Directory 1.b: CO1_bowtie2_database/
Directory 1.b Description: This is a derived intermediate data product, bowtie2 formatted reference database, that is too large to store on GitHub. This bowtie2(https://bowtie-bio.sourceforge.net/bowtie2/index.shtml)formatted reference database (.bt2) is used by the Anacapa Toolkit for fast sequence alignments during the Anacapa Classifier step. To visualize these files first install bowtie2 (using homebrew, brew install bowtie2). Files are then directly derived from Files 1.a.1 & 1.a.2 using the following script: bowtie2-build -f ~/CO1_.fasta ~/CO1/CO1_bowtie2_database/CO1_bowtie2_index . The following code allows for inspection of the raw fasta file: bowtie2-inspect ~/CO1/CO1_bowtie2_database/CO1_bowtie2_index . Warning this is a large file and such inspection may use a lot of computer memory.
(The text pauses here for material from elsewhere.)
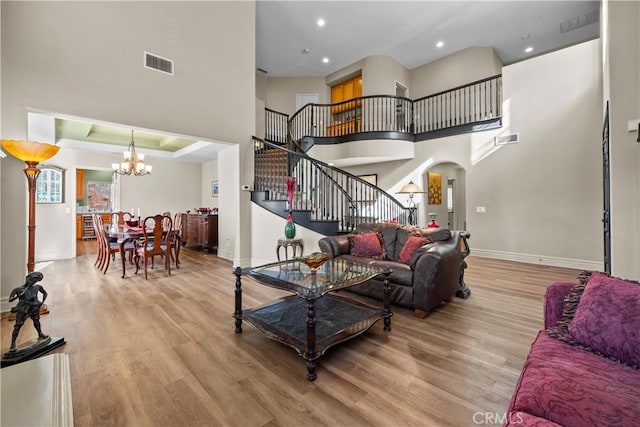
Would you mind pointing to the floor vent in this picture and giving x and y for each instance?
(158, 63)
(512, 138)
(580, 21)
Directory 2.b: Metazoa_16s_bowtie2_database/
Directory 2.b Description:his is a derived intermediate data product, bowtie2 formatted reference database, that is too large to store on GitHub. This bowtie2(https://bowtie-bio.sourceforge.net/bowtie2/index.shtml)formatted reference database (.bt2) is used by the Anacapa Toolkit for fast sequence alignments during the Anacapa Classifier step. To visualize these files first install bowtie2 (using homebrew, brew install bowtie2). Files are then directly derived from Files 2.a.1 & 2.a.2 using the following script: bowtie2-build -f ~/Metazoa_16s_.fasta ~/Metazoa_16s/Metazoa_16s_bowtie2_database/Metazoa_16s_bowtie2_index . The following code allows for inspection of the raw fasta file: bowtie2-inspect ~/Metazoa_16s/Metazoa_16s_bowtie2_database/Metazoa_16s_bowtie2_index . Warning this is a large file and such inspection may use a lot of computer memory.